Dutch ministers hold ‘intensive’ talks with Air France-KLM boss
Air France and KLM merged in 2004 but still continue to operate largely separately (STEPHANE DE SAKUTIN)
The Hague (AFP) – Two top Dutch ministers held “intensive” talks Friday with Air France-KLM CEO Ben Smith on KLM’s future in the Franco-Dutch alliance, as a question mark hung over the position of the Dutch arm’s chief executive.
The Dutch government has thrown its support behind KLM chief executive Pieter Elbers amid suggestions he could be axed at a board meeting of the troubled airline on Tuesday.
“We as ministers are doing everything possible to ensure that KLM’s future interests are guaranteed,” Dutch Finance Minister Wopke Hoekstra told reporters after the talks.
“It was an intensive discussion,” between himself, Infrastructure Minister Cora van Nieuwenhuizen and Smith, who travelled to the Netherlands for the meeting, Hoekstra added.
As well as the Dutch government, KLM’s managers and thousands of staff members have given their support to Elbers, who was appointed in 2018 to head the airline’s Dutch wing.
Asked about Friday’s talks with Smith, including Elbers’ position, Hoekstra said: “I am not going to go into the details… but naturally it was about the Netherlands’ best long-term interests and how it can be guaranteed.”
The ministers also asked that “KLM” remains as part of the company name, the NOS public broadcaster reported.
More than 1,000 KLM employees demonstrated in Elbers’ support on Thursday at the airline’s headquarters close to Amsterdam’s Schiphol airport.
They handed over a petition signed by 25,000 employees and carried placards with a blue heart saying “KLM needs Elbers”.
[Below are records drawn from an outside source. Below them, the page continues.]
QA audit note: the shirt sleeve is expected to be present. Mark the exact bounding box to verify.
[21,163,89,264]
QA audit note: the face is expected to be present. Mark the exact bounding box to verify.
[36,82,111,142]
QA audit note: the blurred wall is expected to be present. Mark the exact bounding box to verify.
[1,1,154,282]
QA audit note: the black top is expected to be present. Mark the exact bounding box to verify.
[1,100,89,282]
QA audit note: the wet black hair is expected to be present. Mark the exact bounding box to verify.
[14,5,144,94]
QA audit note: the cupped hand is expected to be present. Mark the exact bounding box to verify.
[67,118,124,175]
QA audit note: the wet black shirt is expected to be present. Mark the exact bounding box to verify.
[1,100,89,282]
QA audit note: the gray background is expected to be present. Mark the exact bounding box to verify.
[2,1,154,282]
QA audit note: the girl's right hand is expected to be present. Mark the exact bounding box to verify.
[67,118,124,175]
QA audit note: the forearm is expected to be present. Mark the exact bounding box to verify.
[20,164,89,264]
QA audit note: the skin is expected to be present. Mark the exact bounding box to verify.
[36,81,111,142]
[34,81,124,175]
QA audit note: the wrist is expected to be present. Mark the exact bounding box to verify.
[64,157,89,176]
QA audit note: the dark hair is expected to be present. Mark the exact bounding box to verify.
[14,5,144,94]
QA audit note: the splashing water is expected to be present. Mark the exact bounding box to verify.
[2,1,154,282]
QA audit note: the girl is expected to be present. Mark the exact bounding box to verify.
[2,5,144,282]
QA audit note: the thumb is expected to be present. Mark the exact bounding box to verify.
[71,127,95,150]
Smith took over Air France-KLM in September after the rapid exit of former CEO Jean-Marc Janaillac in a bitter dispute over salaries in the French arm.
The company kept Elbers in the role after naming Canadian Smith as its first non-French chief executive, but Dutch news reports said that Elbers was seen as “difficult” and standing in the way of Smith’s plans to merge the two arms more closely.
The Dutch government, which owns a minor 6.0 percent share in Air France-KLM, stepped into the fray last week when it officially backed Elbers’ reappointment.
Hoekstra raised the subject with his French counterpart Bruno Le Maire at a meeting of eurozone ministers in Brussels on Monday.
Air France and KLM merged in 2004 but still continue to operate largely separately, while the French arm has in particular struggled with industrial action in recent years.
“It is remarkable that we are having this discussion, while the Dutch part over the last few years performed very well,” Hoekstra said.